ただし、AirPods 3の外観を正確に予測した実績を持つ52Audioが6月に公開したレンダリング画像では、これまでのAirPods Proとほとんど同じ外観となっています。また今のところ、どのようなカラーバリエーションが用意されるかなどはいずれのリーカーからも予測されていないようです。
ロスレス転送に対応、バッテリーも長持ち?
一方、機能面としては新たにロスレスでの転送をサポートするとしています。これまでAirPods/Pro/MaxやBeatsヘッドホンは、Appleの開発したロスレス転送技術であるALACには対応しておらず、実現すれば初の採用となりますが、一般的なユーザーではあまり恩恵を感じない点やバッテリー消費が少なくないところから、既存のAACと切り替えができないものであれば賛否が分かれそう。
加えて、9to5Macの情報筋によると、AirPods Pro 2ではH1の後継となる新しいチップを搭載、消費電力の抑制が実現し、また新たにBluetooth 5.2をサポートする可能性があるようです。これにより、接続の安定性や効率の向上、より高い音質の音楽やクリアな通話が実現可能となります。
AirPodsでヘルスケア!?
また、Kuo氏は「AirPodsは将来的に健康管理機能をサポートする可能性がある」と述べています。Appleは以前にアメリカの大学と、AirPodsを用いて呼吸数の推定を行う研究をしており、この流れは自然であるといえます。
Bloomberg所属の記者であるMark Gurman氏も、AppleはAirPods Pro 2では本体から延びる円筒形の部分をなくし、フィットネス用の新たなモーションセンサーを搭載することをテストしていると伝えており、Kuo氏の主張を裏付けています。
ケースにUSB Type-C搭載?
- そのほかにも、国際的なLightning端子廃止の圧力に呼応してか、ようやく充電ケースにUSB Type-Cポートが備わる、との予想もされています。Kuo氏は今年5月に、AppleはiPhone 15シリーズにUSB Type-Cポートを搭載するテストを行っている、と伝えており、端子の統一に期待したいところです。

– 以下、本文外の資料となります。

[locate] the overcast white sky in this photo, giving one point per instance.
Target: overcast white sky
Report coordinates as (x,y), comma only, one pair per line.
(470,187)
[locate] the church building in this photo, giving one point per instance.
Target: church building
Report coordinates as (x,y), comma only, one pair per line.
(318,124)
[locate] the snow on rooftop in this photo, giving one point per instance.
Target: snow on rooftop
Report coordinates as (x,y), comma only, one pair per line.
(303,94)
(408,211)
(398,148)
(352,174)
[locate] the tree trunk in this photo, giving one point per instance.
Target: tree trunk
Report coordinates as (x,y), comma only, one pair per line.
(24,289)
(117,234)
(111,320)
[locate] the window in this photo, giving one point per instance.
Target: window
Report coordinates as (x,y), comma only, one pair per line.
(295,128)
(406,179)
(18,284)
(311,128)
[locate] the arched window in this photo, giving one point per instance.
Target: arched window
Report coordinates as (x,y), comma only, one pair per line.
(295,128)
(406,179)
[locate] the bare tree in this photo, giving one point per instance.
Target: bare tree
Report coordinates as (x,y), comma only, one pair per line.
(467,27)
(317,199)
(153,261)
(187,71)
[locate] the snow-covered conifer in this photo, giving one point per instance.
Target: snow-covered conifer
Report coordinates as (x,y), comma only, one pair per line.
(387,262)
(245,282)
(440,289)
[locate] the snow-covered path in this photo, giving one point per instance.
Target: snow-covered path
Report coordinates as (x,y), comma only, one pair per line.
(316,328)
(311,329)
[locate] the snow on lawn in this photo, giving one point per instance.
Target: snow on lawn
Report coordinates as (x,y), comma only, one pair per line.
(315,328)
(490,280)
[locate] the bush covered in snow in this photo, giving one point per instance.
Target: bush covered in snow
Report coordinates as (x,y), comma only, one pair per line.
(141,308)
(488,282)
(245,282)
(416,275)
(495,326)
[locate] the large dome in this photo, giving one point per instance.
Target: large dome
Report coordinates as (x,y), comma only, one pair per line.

- 噂:やはりiPhoneがUSB Type-C搭載?投資家向け予測のKuo氏と記者Mark Gurman氏
リリース時期・価格
肝心のリリース時期について、Kuo氏は今年の下半期になると述べており、ベトナムなどで生産される予定としています。これは中国の製造工場への依存度が低下していることを示しているとのこと。
価格についても明らかに示されてはいませんが、ロスレスをサポートしたりフィットネスセンサーを備えたりすれば価格が上がってしまうのは必至であり、かつ日本では円安も手伝って、そうやすやすと購入できないような価格になってしまいそうな不安はあります。現にAirPods Proは3万8800円に値上げされており、競合するSonyのWF-1000XM4やBoseのQuietComfort Earbudsなどと比較して一回り高い値付けにはなっています。
また、昨年にAirPods 3が発表された際には、既存のAirPods 2も併売されていましたが、それによりAirPods 3の販売は思わしくなかったようです。Kuo氏は、Appleは同じ失敗を繰り返さないため、AirPods Pro 2の発表直後にAirPods Proは廃止する可能性があると伝えています。今後の動向に注視したいところ。